REMEMBER: Supervised learning uses input-output pairs to parameterize the model for improvement.

  • Ex of Unsupervised Learning: Music recommendations by using clusters of users that have similar music taste.

What is Clustering?

No classification exists to determine data clusters. Therefore, it is a challenge to separate data in their respective classes/groups.

Differences between CLustering and Classification:

Clustering Classification
No Labels (Unsupervised) Labels/Classes (Supervised)
Determine # of Clusters is part of task Training data to determine # of classes.

Dimensionality Reduction w/ Principal Compinents Analysis (PCA):

Linearly transforms input features by removing the correlated features w/ the objection of maximizing the variance

OG Dataset ->PCA-> Dataset represented w/ components -> Choose the PCs that explain a certain variability in the data -> Apply the ML Algo

  • PCA is a “feature extraction” method, because the original input features are transformed and not included.
  • A “feature selection” method selects a subset of input features that explain a certain percentage of variability.
  • The input features that are not selected are eliminated (feature elimination).

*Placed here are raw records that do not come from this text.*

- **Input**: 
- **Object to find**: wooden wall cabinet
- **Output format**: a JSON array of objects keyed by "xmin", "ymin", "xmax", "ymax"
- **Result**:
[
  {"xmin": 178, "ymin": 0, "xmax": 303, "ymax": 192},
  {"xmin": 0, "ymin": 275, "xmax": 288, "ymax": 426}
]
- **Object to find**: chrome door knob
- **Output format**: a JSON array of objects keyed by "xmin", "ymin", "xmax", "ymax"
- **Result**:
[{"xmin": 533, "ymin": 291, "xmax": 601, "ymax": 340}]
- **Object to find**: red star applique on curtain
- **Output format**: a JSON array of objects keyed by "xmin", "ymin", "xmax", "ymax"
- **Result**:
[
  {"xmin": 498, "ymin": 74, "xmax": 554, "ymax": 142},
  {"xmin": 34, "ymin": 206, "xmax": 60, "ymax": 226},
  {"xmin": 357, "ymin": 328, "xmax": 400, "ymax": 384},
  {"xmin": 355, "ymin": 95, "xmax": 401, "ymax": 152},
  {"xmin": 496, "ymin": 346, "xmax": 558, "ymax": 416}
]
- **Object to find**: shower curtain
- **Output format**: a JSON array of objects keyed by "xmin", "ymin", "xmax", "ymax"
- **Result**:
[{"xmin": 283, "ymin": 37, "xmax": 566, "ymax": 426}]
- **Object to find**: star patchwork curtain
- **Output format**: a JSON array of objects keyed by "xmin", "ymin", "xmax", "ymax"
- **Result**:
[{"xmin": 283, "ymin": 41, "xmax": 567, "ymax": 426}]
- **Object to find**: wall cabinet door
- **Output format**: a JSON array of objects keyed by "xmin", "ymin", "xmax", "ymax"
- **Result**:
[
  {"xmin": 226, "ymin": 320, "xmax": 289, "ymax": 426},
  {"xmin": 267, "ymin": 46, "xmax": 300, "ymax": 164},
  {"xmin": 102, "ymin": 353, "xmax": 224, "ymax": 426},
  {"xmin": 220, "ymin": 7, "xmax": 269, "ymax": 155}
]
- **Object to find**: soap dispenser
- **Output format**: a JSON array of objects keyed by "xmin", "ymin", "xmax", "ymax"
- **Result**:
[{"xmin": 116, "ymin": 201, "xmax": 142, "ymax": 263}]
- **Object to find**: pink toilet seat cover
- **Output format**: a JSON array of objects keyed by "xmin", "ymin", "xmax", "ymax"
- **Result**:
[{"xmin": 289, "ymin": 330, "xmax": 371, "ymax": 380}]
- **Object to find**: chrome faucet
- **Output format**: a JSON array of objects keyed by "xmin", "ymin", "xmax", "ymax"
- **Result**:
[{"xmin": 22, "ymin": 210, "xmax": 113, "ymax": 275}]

REMEMBER: A lot of input features does not necessarily mean they are useful!

Input/Output Types

  1. Binary (Categorical w/ two possible values)
  2. Categorical (W/ more than 2 possible values)
  3. Real-valued (continuous)

Examples of each type:

  • Real-valued: 7, 9, -3.3, 10001, …
  • Binary: {0,1}, {yes,no}, {pass,fail}, …
  • Categorical: {‘Panda’, ‘Cat’, ‘Lion’}, {‘Sedan’, ‘Sport’, ‘Truck’}, …

We cannot use single integers to represent classes because the numbers have a natural order.

Two Interpretations

  1. Frequentist Probabilities represent long run frequencies of events.
  • Ex: If we flip a coin many times, we expect half of those flips to land on heads.
  1. Bayesian Probability is used to quantify our uncertainty about something.
  • Ex: Probability a coin lands on heads is 0.5. We can also believe that it will equally likely to land on heads or tails on the next toss.